Canadian refugee groups gird for Supreme Court fight over asylum-seeker pact

Under the Canada-U.S. Safe Third Country Agreement, Canadian officials send back asylum-seekers coming from the United States at land border crossings, on the grounds that they should file refugee claims in the United States.

Under the agreement border officials from either country can turn asylum-seekers back at border crossings but asylum-seekers rarely try to cross by land from Canada into the United States.

The implication is that a “safe” country, as Canada has been designating the United States, is one that respects asylum-seekers’ rights and offers them protections in line with international law.

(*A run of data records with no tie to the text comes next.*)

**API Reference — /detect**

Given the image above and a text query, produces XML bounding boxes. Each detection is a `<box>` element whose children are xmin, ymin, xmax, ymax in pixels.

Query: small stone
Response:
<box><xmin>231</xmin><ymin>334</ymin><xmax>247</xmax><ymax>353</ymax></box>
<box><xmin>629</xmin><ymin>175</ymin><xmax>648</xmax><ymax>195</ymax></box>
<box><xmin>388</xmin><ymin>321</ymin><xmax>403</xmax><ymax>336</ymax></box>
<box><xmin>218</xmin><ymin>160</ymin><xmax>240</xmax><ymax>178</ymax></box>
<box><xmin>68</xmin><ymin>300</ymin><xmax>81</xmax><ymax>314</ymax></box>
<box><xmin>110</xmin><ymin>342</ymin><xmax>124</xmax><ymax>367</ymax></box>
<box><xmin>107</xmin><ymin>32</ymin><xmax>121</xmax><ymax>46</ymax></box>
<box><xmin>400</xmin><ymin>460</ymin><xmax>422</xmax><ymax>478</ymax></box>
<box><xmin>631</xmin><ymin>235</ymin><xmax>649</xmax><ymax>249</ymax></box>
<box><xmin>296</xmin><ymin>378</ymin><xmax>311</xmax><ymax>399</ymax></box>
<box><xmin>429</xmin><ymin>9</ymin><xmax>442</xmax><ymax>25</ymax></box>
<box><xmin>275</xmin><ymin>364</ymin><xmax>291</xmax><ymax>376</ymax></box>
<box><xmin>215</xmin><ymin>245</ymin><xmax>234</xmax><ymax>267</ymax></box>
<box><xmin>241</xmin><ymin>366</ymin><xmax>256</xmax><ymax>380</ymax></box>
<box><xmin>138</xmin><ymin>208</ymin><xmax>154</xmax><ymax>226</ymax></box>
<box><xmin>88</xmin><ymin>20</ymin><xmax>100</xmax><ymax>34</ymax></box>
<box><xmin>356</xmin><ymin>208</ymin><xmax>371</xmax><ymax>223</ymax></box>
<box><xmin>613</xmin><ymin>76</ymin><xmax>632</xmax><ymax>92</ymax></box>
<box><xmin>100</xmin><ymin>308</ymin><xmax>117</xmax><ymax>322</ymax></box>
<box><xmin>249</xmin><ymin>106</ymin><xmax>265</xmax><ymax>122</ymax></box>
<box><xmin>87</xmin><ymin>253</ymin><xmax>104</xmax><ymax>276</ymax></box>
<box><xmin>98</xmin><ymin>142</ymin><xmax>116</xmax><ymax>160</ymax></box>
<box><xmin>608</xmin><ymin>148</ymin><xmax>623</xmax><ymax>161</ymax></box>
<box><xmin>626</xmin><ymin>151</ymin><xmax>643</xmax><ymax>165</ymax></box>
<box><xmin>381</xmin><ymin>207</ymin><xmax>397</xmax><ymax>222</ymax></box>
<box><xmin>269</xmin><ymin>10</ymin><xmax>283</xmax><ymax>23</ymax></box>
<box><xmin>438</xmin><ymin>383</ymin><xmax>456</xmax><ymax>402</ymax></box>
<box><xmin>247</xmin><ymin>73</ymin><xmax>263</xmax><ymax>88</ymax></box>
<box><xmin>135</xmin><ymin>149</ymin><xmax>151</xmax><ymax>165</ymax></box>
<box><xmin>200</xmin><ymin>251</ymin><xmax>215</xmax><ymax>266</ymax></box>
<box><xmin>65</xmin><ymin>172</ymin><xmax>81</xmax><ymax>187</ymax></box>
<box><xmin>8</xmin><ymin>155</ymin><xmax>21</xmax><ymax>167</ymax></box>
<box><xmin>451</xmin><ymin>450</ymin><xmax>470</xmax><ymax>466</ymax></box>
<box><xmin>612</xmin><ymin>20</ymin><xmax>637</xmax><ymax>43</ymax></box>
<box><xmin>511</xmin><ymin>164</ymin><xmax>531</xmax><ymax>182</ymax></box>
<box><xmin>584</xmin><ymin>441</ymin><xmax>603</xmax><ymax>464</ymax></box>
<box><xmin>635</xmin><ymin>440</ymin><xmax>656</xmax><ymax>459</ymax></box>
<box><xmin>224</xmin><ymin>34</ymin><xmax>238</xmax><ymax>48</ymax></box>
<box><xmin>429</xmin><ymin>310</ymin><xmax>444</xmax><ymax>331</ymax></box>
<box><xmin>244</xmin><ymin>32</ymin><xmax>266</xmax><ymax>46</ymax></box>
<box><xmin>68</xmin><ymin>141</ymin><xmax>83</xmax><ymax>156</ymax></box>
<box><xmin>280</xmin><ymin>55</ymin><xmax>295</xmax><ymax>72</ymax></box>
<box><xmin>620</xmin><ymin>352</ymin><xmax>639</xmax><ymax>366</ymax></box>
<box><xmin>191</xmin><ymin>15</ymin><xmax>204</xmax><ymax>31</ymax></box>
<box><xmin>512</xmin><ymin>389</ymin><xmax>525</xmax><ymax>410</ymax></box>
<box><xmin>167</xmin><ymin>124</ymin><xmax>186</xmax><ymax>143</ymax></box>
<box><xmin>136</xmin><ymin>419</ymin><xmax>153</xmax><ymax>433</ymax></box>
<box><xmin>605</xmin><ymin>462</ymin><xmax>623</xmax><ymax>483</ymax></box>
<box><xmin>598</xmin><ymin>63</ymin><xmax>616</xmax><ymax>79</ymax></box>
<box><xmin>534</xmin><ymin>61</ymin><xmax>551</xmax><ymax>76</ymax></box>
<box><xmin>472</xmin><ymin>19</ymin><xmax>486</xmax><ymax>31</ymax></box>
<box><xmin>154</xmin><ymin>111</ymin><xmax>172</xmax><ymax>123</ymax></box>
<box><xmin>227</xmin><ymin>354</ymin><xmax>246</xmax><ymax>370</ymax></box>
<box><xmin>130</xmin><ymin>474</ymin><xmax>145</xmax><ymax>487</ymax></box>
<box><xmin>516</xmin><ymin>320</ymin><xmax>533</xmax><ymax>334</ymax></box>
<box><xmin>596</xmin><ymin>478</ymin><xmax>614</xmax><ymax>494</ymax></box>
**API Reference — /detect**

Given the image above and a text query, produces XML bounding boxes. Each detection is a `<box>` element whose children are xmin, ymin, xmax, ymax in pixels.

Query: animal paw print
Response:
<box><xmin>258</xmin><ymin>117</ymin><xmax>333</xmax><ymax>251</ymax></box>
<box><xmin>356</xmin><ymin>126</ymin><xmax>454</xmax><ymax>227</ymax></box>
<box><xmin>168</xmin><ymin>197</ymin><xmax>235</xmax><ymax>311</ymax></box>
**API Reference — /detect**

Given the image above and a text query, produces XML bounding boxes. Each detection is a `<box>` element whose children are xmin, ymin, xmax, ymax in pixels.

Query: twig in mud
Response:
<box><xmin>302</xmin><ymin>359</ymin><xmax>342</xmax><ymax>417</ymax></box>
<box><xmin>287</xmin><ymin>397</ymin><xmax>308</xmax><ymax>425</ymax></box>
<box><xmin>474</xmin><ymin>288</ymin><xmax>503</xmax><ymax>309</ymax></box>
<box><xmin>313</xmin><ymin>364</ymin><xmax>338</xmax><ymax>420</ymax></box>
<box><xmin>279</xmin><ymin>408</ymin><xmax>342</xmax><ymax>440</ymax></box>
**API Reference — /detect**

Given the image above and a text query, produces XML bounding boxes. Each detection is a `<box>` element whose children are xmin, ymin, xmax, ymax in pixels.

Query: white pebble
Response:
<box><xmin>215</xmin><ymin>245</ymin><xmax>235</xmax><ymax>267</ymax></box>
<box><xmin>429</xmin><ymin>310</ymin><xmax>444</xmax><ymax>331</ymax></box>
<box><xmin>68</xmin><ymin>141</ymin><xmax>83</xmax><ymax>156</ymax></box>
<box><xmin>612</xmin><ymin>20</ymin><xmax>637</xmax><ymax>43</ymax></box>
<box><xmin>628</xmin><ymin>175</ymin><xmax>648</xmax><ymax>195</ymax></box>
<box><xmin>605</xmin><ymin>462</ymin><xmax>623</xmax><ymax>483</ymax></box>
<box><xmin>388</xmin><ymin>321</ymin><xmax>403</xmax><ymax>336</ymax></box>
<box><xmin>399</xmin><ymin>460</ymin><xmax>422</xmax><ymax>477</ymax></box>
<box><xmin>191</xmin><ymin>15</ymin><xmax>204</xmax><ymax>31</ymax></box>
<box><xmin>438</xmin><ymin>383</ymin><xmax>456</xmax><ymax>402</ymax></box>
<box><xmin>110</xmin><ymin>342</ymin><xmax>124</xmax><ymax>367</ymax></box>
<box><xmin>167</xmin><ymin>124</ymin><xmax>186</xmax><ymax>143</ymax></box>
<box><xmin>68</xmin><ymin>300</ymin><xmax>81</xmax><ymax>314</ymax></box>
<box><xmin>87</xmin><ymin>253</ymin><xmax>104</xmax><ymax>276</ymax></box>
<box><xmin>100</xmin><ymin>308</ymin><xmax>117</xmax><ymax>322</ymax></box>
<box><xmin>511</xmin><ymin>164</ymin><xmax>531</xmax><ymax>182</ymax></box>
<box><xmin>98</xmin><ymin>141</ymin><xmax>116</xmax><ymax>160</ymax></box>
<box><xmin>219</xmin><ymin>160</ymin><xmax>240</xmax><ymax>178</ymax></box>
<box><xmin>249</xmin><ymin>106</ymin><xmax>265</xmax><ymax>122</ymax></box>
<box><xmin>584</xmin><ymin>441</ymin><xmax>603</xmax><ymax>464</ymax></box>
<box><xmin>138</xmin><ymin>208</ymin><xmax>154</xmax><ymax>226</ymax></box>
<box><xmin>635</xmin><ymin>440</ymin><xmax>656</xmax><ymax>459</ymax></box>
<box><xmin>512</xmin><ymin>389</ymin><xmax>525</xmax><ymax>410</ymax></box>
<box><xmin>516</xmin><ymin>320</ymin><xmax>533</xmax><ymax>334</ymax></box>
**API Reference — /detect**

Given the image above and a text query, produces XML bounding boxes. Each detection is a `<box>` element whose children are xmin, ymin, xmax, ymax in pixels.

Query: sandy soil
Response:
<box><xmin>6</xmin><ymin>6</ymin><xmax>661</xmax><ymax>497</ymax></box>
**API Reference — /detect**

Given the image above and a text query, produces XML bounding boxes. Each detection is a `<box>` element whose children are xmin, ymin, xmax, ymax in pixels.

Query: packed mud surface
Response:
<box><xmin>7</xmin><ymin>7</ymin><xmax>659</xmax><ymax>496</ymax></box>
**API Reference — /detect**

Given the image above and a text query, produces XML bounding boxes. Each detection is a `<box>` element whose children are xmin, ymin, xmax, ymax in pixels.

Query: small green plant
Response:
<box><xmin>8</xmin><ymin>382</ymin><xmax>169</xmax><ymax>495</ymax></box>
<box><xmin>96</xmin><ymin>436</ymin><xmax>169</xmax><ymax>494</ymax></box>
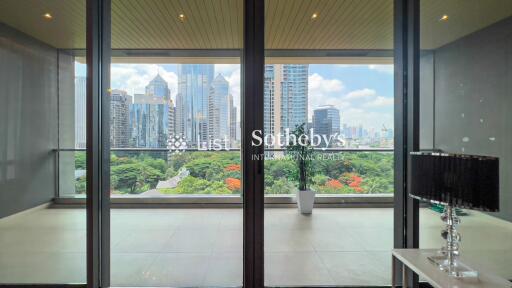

Canada has said it needs the agreement to manage its border and its asylum system. Refugee advocates argue the agreement violates asylum-seekers’ rights by subjecting them to the possibilities of immigration detention and removal to potential persecution.

Two Canadian courts more than a decade apart found the agreement violates asylum-seekers’ rights under Canada’s Charter of Rights and Freedoms. Twice, the Federal Court of Appeal overturned these rulings. L1N2M81PT

In its ruling last year upholding the agreement, the Federal Court of Appeal said the refugee advocates should have challenged the process by which Canada designates the United States a “safe” country, rather than the law underlying that designation.

This puts people trying to challenge any Canadian law in a difficult position, the advocates argue.

In this scenario “litigants can no longer challenge the law whose operation violated their rights, but instead must identify and challenge each of the administrative and legislative actions or inactions that might have worked as a ‘safety valve’ to prevent the harm.”

The Canadian government, which defended the agreement in court and has sought to extend it so it applies the full length of the border, has not yet filed its arguments with the Supreme Court. A spokesperson for the federal Minister of Immigration, Refugees and Citizenship did not immediately respond to a request for comment.